Students walk on campus at Princeton University in Princeton, N.J., February 4, 2020. (William Thomas Cain/Getty Images)

Princeton University released its annual Diversity, Equity, and Inclusion report last week, touting the many DEI initiatives and programs implemented over the previous academic year, which include awarding “inclusive pedagogy grants,” hosting “faculty diversity salons,” and hiring a DEI librarian. 

The McGraw Center for Teaching and Learning at Princeton issued ten “inclusive pedagogy grants” in 2023, which award $1,800 to teachers tasked with revising a given course “to more strongly reflect equitable and inclusive teaching practices.”

The McGraw Center’s recommendations for “equitable and inclusive teaching” include 1) “Be thoughtful about identity language, making sure you are using terminology that is up-to-date and inclusive, not essentialist or divisive” and 2) “Connect course material to contemporary concerns, if possible. Create activities and assignments that help students apply the course material to broader issues of equity.”

The Office of the Dean of the Faculty and the Office of the Provost for Institutional Equity & Diversity hosted a new year-long series of “Faculty Diversity Salons,” which are described as monthly sessions with international artists to build on-campus community.

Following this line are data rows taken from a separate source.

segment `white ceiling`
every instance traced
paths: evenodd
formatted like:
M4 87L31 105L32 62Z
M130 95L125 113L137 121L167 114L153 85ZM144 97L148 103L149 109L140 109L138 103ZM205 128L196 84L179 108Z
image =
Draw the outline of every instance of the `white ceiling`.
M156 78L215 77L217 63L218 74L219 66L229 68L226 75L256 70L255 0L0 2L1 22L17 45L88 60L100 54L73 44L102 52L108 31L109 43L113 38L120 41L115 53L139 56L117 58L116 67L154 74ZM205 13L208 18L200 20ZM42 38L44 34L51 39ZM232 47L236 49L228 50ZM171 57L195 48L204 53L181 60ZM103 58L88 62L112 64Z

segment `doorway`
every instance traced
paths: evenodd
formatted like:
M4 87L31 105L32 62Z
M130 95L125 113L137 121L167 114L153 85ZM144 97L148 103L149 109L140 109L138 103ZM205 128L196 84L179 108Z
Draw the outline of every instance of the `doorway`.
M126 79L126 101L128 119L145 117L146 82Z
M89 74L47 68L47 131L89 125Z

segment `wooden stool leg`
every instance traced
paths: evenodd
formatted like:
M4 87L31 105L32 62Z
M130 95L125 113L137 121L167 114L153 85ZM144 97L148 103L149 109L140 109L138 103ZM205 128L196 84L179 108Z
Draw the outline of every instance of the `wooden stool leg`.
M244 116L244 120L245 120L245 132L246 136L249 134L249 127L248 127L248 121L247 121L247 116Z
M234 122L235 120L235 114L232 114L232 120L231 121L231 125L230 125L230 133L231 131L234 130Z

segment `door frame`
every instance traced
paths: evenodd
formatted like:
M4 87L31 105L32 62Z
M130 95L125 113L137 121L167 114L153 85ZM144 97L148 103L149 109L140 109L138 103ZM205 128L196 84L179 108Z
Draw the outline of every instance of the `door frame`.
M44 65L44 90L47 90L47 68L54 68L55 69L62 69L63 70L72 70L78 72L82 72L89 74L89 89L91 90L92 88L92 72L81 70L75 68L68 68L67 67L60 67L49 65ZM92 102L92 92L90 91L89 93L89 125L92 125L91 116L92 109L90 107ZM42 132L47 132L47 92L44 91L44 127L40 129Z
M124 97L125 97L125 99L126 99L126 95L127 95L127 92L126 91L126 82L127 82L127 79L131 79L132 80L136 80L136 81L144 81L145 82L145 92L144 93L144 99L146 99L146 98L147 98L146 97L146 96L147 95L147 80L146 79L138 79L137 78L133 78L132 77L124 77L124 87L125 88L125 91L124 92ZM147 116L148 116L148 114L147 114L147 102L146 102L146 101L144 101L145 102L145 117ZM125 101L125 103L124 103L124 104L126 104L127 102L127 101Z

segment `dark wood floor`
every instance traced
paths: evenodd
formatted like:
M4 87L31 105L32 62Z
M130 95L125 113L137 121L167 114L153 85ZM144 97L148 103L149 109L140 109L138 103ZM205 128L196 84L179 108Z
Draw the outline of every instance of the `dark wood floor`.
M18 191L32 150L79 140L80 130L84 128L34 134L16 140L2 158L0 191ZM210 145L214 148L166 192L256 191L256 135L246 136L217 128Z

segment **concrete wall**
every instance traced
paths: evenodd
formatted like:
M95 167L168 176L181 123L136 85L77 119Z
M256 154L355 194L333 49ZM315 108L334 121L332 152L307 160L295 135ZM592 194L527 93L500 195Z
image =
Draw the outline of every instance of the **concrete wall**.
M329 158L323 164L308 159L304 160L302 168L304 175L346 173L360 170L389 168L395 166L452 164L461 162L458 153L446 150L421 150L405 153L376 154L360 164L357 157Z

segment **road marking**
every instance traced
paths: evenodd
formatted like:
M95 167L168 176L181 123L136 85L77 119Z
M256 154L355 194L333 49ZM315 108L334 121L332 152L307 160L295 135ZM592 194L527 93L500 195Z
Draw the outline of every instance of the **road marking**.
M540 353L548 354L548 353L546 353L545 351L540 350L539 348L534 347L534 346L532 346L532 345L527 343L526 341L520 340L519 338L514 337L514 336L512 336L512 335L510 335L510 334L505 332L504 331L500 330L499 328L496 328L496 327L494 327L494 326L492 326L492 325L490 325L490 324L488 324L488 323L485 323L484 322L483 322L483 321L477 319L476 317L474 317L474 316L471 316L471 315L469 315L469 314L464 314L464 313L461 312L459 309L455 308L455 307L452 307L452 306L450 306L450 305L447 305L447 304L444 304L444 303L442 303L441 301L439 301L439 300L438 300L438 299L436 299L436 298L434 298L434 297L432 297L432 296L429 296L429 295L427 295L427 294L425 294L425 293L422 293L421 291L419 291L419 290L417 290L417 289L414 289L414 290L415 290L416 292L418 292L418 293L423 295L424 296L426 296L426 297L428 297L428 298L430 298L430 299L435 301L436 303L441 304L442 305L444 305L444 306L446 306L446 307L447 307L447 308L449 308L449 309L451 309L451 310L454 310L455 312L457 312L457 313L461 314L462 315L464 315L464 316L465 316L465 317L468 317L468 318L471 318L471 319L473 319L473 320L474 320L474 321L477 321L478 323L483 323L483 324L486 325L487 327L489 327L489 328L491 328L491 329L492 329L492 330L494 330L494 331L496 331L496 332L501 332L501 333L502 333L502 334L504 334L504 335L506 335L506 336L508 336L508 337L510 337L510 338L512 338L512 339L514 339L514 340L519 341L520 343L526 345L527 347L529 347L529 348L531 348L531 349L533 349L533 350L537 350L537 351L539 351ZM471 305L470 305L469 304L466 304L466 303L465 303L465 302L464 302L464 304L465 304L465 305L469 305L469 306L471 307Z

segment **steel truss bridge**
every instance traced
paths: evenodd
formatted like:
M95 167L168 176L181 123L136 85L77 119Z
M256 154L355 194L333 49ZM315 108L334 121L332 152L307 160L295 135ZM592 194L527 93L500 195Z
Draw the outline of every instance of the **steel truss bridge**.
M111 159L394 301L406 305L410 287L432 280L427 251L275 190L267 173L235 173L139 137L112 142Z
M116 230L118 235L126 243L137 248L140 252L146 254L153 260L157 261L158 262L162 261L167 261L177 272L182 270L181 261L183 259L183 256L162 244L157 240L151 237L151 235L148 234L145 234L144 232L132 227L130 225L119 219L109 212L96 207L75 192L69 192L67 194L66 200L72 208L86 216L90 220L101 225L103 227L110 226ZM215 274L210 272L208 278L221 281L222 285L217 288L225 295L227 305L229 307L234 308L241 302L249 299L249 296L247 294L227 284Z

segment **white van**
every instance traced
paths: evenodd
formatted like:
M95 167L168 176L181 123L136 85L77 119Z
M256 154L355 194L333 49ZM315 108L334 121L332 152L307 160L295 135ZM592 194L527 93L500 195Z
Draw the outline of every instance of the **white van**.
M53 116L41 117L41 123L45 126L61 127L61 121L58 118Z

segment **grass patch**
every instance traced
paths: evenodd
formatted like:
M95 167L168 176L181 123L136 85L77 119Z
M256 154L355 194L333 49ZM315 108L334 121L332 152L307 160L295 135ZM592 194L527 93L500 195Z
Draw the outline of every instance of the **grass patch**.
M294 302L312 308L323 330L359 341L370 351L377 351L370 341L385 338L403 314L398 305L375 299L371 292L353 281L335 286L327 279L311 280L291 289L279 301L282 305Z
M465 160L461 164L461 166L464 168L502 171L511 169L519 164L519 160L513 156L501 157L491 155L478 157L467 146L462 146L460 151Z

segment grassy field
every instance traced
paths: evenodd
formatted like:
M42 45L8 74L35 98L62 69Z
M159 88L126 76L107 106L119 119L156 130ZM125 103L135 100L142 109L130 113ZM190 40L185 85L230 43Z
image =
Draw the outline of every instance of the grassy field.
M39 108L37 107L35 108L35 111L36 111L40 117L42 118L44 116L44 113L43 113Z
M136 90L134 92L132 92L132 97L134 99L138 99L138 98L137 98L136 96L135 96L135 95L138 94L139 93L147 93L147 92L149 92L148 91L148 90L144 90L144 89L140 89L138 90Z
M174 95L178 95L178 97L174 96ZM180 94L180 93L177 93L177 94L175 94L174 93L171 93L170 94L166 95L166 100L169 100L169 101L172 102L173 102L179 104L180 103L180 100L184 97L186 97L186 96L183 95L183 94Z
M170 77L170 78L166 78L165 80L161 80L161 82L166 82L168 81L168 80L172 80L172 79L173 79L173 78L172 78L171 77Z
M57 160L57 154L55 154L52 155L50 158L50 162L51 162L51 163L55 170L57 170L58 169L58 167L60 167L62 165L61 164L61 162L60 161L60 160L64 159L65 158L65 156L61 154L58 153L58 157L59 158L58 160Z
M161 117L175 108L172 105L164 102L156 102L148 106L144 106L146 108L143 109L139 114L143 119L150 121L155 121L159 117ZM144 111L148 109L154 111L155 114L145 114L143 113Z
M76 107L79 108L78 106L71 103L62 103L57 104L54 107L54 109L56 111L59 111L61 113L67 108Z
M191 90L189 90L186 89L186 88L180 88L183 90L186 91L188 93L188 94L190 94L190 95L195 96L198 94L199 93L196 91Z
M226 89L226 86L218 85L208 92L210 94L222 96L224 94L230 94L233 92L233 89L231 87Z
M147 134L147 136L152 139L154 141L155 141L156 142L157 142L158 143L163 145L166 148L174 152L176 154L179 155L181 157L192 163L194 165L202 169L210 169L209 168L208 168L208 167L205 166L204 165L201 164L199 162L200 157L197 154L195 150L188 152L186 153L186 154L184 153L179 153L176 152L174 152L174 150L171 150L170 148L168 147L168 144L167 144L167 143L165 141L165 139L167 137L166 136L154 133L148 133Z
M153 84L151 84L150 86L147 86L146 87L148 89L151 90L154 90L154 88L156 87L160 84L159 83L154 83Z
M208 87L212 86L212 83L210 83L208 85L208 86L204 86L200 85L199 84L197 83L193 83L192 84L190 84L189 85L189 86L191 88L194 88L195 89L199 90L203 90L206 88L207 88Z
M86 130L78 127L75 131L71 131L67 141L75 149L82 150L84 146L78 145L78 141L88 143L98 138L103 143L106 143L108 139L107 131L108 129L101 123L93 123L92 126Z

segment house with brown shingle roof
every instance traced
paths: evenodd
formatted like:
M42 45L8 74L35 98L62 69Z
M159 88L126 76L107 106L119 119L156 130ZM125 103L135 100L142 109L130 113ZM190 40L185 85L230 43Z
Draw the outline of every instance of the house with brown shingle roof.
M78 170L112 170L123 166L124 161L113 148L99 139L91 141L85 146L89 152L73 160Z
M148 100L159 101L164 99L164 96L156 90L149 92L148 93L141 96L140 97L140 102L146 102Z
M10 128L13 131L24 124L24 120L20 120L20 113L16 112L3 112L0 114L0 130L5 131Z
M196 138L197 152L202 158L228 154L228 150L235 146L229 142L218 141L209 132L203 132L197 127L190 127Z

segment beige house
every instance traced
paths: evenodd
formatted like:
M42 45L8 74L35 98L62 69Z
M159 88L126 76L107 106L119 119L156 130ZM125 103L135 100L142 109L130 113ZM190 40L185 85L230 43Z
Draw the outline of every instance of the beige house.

Mahogany L. Browne, one of the featured artists scheduled to speak this semester, authored the book Woke Baby and the poem “Black Girl Magic.”

“Woke Baby, up before the sun smiles, eyes open,” reads the book Woke Baby. “Look at your fists, fingers curled into a panther’s paw pointing up up up, reaching for justice.”

Another featured artist, poet Chen Chen, has written openly about his Chinese heritage and gay identity. 

“I couldn’t stay in the restaurant. Looking around that room, I know that if they’d voted; most of the folks there had voted for Trump,” Chen wrote in an essay titled “Dinner,” which describes the days after the 2016 election in Texas. 

“This country has always been a white supremacist, sexist, homophobic place; in fact, it was built on those values,” Chen adds. 

In late 2022, Princeton named “strong, proven DEI thought leader” Ufuoma C. Abiola as the inaugural Executive Head and Associate University Librarian for Diversity, Equity, and Inclusion at the Princeton University Library. The library’s “North Star statements” say that “diversity, equity, and inclusion will be the foundation of our culture” and “we will leverage library resources to help identify, reveal, and combat systemic racism.”

The library hosted a student-composed focus group to implement measures that prevent visitors from encountering materials they might find “harmful,” according to an email obtained by National Review. The library does so “predominantly through the use of content mediation, warnings, and descriptive notes in the Finding Aids website.”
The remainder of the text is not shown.